Caltech seniors Janani Mandayam Comar and Aaron Krupp have been named 2015 Thomas J. Watson Fellowship winners. Each fellowship is a grant of $30,000 awarded to seniors graduating from a selected group of colleges. According to the Watson Foundation's website, "Fellows conceive original projects, execute them outside of the United States for one year and embrace the ensuing journey. They decide where to go, who to meet and when to change course." Fifty fellows were selected from a pool of nearly 700 candidates.
Janani Mandayam Comar is a biology major from Downers Grove, Illinois. During her Watson year abroad, she will be using Bharatanatyam, a classic dance form from the Indian state of Tamil Nadu, to reflect the experiences of various "outsider" communities. "Bharatanatyam was originally an exclusively female way of connecting with God," Comar says. "It was revived in the early 1900s as a way to tell stories through movement, and it is now danced by both men and women, and is no longer confined to Indian communities."
In Australia, Comar will be working with the transgender community, whose situation is in some ways mirrored by traditional Indian culture. "Hindu mythology has a lot of transgender elements although the subject is taboo in modern Indian society," she explains. In South Africa, home of the oldest expatriate Indian community in the world, Comar will investigate the role that Indian women played during apartheid, and in Malaysia, a country where human trafficking is still common, she will work with nongovernmental organizations that assist trafficked women in order to tell their stories. Finally, in Buenos Aires, she plans to join a studio teaching Bharatanatyam. "They're working in a foreign culture where it had not previously been appreciated," she says. "The situation has parallels to women's efforts to break into STEM [science, technology, engineering, and mathematics] fields, especially in male-dominated societies like Argentina."
Comar will be entering an MD/PhD program on her return to the United States and plans to become a physician-scientist, eventually as a professor at a medical school.

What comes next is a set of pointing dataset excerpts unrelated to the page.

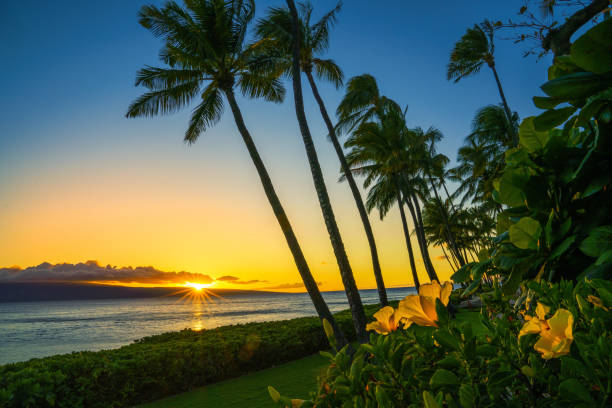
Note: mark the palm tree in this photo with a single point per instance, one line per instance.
(432, 164)
(475, 49)
(481, 158)
(350, 287)
(275, 35)
(204, 49)
(363, 102)
(377, 151)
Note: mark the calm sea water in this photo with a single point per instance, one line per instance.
(38, 329)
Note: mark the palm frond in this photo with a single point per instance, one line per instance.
(164, 101)
(328, 70)
(206, 114)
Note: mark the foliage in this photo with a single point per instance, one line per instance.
(161, 365)
(481, 363)
(555, 185)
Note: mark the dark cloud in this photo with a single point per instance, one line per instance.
(239, 282)
(227, 278)
(297, 285)
(236, 280)
(91, 271)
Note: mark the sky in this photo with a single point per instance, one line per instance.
(80, 182)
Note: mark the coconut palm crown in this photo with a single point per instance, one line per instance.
(206, 56)
(275, 34)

Aaron Krupp of Needham, Massachusetts, is a mechanical engineering major. Over the next year, he will be working on low-tech projects to improve the quality of life on the most basic level at sites in India, Southeast Asia, and Nepal. In India, he plans to help manufacture durable roofing tiles out of recycled cardboard. He also will be working near refugee camps along the Thai-Myanmar border to help develop charcoal-based drinking-water filtration systems, and in Nepal, he will be assembling used bicycle parts into lever-driven, variable-torque all-terrain wheelchairs.
"I am getting involved in small components of projects that are already underway," says Krupp, who currently has no post-Watson plans. For example, the water filters are the product of a lab at North Carolina State University in Raleigh, where Krupp worked last summer, and the off-roading wheelchairs are an MIT project that he first encountered in 2013 while working at a hospital in rural Haiti after the magnitude-7.0 earthquake.